El maíz recupera terreno y Argentina apunta a una cosecha de 67,5 Mt
La intención de siembra de maíz para la campaña 2026/27 mostró una recuperación respecto de las primeras estimaciones y alcanzó 10,6 millones de hectáreas, unas 200.000 hectáreas más que las proyectadas un mes atrás. El dato surge de un nuevo informe de la Bolsa de Comercio de Rosario (BCR), elaborado por Cristián Russo, que refleja un menor recorte de superficie tanto en el norte del país como en distintas zonas de la región pampeana.
La mejora se produce pese a que la ecuación económica del cultivo no registró una modificación sustancial. El principal cambio aparece en el escenario sanitario: la ausencia de una presencia significativa de chicharrita permitió reducir el temor que había generado la plaga. Además, promociones, bonificaciones y descuentos asociados a la compra de semillas y otros insumos contribuyen a sostener la decisión de sembrar.
Un mes atrás, la BCR proyectaba una caída de 600.000 hectáreas de maíz, equivalente al 7,3%, con especial impacto en el norte argentino. En provincias como Chaco y Santiago del Estero se esperaba un fuerte reemplazo por soja y sorgo. Ahora, el recorte estimado se moderó al 26% en Chaco y 27% en Santiago del Estero, aunque persisten restricciones vinculadas al crédito y al costo de los insumos.

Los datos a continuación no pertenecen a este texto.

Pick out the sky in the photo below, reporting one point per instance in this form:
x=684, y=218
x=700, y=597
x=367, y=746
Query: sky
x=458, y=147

Buenos Aires y Santa Fe inclinan la balanza
En la región pampeana, el comportamiento es dispar. Buenos Aires mantiene cautela en sectores del centro y el este por el riesgo de excesos hídricos, pero en el sudeste los márgenes favorecen claramente al maíz frente a la soja. Esa situación se traduce en un aumento del 1% en el área maicera respecto de la campaña anterior.
Córdoba, en tanto, tendría una reducción cercana al 2%, principalmente por un retroceso en el norte provincial. Santa Fe muestra una situación diferente: el centro apuesta por una mayor presencia de maíz temprano y podrían incorporarse nuevas hectáreas en el sur, lo que llevaría a un crecimiento interanual del 2%. Entre Ríos también tendría un incremento del 3%, mientras que La Pampa retrocedería 7% después del máximo histórico alcanzado el año pasado, debido principalmente al peso de los fletes.
Con una superficie destinada finalmente a grano comercial estimada en 8,9 millones de hectáreas y bajo un escenario climático normal, la BCR proyecta 67,5 millones de toneladas de maíz. Sin embargo, el organismo advierte que los pronósticos de un Niño muy fuerte podrían favorecer al cultivo y elevar la producción hasta 70,5 millones de toneladas, lo que permitiría igualar el récord registrado en el ciclo anterior.

La soja recorta superficie mientras el trigo mejora
La recuperación del maíz se produce en paralelo con un ajuste en la intención de siembra de soja. Para la oleaginosa se estiman 16,7 millones de hectáreas, unas 100.000 hectáreas menos que en la proyección anterior, aunque todavía representa un incremento interanual cercano al 2%.
Con un rendimiento promedio de 29,1 quintales por hectárea y considerando una superficie no cosechable habitual, la producción de soja podría ubicarse en 47,8 millones de toneladas. Así, la comparación de márgenes comienza a inclinar algunas decisiones hacia el cereal, especialmente en regiones donde el maíz presenta mejores perspectivas económicas.
En el caso del trigo, la evaluación de los lotes continúa siendo favorable. El 93% del área se encuentra en condiciones buenas a muy buenas y la BCR elevó la proyección de producción a 21 millones de toneladas, sobre una superficie sembrada de 6,95 millones de hectáreas.

La falta de agua y las enfermedades generan alertas
Aunque el estado general del trigo es positivo, comienzan a aparecer señales de deterioro en algunas regiones. Cerca del 7% del área, unas 500.000 hectáreas, presenta condiciones regulares por falta de agua, principalmente en Córdoba, el noreste de Buenos Aires y Chaco. A esto se suma la presión sanitaria. En el norte se observa un fuerte avance de roya y también aparecen casos de mancha amarilla.
El panorama agrícola combina así mejores perspectivas para el maíz con una campaña triguera todavía sólida, aunque condicionada por el clima y la evolución sanitaria. Para el cereal, la posibilidad de alcanzar nuevamente los 70 millones de toneladas refuerza las expectativas sobre una campaña que comenzó con dudas y ahora presenta un escenario productivo considerablemente más favorable.